The second and the third pairs don’t match up quite so neatly but there is a sense in which they stand as opposites. The second pair is two men, one young and one elderly, the latter clearly losing his grip on reality, the former looking after him. The third pair is two women, both elderly, one stout and one thin. While the addled elderly gentleman of the second pair seems to ricochet back and forth from memory to memory, inhabiting several different time periods at once, the women of the third pair seem to be standing still, all of their conversations covering the same territory, so much so that they need not even be fully articulated, each day presumably much the same as the next.

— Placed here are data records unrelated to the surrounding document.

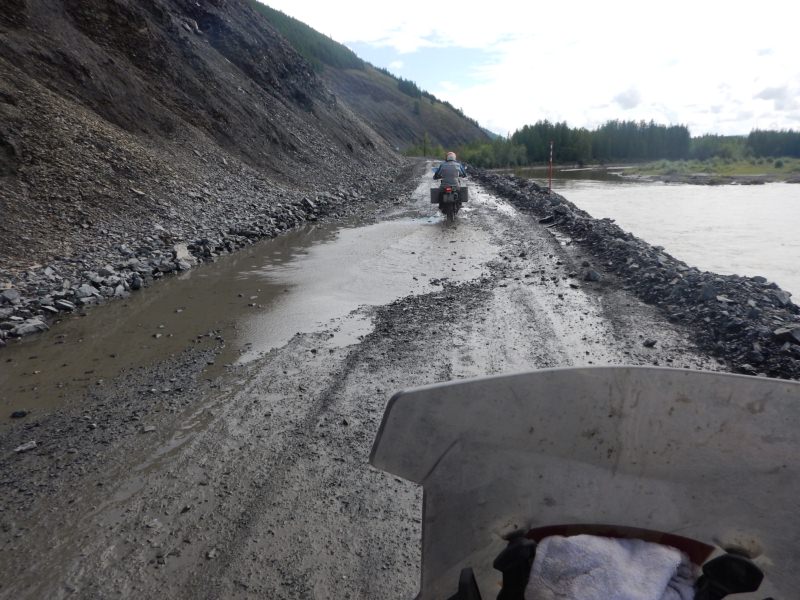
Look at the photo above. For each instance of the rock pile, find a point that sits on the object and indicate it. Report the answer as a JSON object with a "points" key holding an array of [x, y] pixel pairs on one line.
{"points": [[747, 321], [31, 298]]}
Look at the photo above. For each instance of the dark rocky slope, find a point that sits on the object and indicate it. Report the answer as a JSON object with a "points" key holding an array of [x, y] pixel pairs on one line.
{"points": [[748, 322], [137, 138], [120, 112]]}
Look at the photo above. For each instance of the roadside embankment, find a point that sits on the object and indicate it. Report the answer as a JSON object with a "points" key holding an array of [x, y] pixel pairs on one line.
{"points": [[748, 322], [118, 258]]}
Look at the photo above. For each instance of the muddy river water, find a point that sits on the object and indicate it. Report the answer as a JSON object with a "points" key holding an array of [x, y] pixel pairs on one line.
{"points": [[240, 469], [728, 229]]}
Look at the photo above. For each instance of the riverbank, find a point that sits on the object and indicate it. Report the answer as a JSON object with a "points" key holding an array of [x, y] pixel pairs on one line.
{"points": [[748, 322], [202, 222], [693, 172]]}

Woven through these stories is a description of a snail’s progress through the flowerbed. The snail is the heartbeat of the story, the ticking of the clock. Its steady pace marks the passage of time, always consistent in spite of the erratic pace at which the various human characters are moving through the garden and through their lives.

Fascinated though I was by the story—its complex structure and the richness of the language employed—it struck me ultimately as deeply flawed, both on a surface and on a structural level. On a surface level, the weakest part for me was in the articulation of the story of the third pair, the two elderly women. Nowhere else do we get the sort of bald description with which we are introduced to these characters: "two elderly women of the lower middle class." In each of the other three pairs, the characters are revealed to us through their gestures and in their dialogue. Here, we get only compressed dialogue intended, I think, to indicate how repetitive and inconsequential the content is, despite the narrator’s description of it as “very complicated dialogue.” On its own, this compressed dialogue might be regarded as an interesting technique by which to convey a lot in a few words. But contrasting the treatment of this pair of characters with that of the other three pairs, I can’t help wondering why they in particular got such short shrift.

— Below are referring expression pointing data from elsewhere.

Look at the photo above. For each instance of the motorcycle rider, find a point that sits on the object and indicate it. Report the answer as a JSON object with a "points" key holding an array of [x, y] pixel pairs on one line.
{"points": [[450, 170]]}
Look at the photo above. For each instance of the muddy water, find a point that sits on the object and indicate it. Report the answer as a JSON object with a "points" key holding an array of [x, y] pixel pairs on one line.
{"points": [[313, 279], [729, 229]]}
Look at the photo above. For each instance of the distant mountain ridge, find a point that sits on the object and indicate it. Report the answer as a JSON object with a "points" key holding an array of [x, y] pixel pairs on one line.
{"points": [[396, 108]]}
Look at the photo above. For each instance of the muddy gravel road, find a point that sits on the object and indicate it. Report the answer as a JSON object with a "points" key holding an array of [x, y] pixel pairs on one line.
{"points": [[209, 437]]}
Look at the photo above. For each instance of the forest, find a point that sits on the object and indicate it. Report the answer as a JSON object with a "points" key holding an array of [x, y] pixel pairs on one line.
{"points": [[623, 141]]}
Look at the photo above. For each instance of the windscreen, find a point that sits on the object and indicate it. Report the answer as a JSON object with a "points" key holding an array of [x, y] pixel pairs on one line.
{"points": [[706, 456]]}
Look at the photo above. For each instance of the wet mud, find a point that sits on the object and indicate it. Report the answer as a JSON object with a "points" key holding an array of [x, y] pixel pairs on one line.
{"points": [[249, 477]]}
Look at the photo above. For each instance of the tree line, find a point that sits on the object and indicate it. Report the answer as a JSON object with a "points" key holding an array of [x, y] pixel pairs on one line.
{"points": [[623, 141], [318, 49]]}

On a structural level, the problem is, of course, much deeper. It seems to me that, in the final analysis, the story served the structure rather than the structure serving the story. The characters, the scenes, the description—even at their best—never fully came to life. Thus, though I was strongly engaged by the story on an intellectual level, I never connected with it on an emotional level. And while it’s possible for me to get a lot out a short story that only offers one or the other, I don’t count a story as truly great unless it provokes a response on multiple levels. I’m glad that I read Virginia Woolf’s “Kew Gardens,” but I won’t be adding it to my personal pantheon of greats.

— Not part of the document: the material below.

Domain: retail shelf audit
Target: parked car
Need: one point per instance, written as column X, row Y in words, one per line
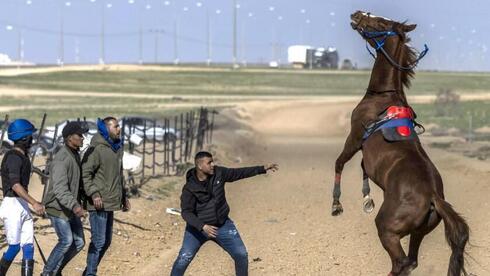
column 144, row 127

Click over to A Curious Singularity for other perspectives on the story and to join in a discussion of it.

1 comment:

dovegreyreader said...

I think the lack of emotional engagement with Woolf has always been my biggest problem but I'm also realising that she may be the one author you shouldn't expect this from and perhaps, just perhaps, that's clever in itself.I always see Kew Gardens as Virginia's attempt in writing to create what her sister Vanessa was doing on canvas, a painterly style perhaps with words.I'd have probably trodden on that snail!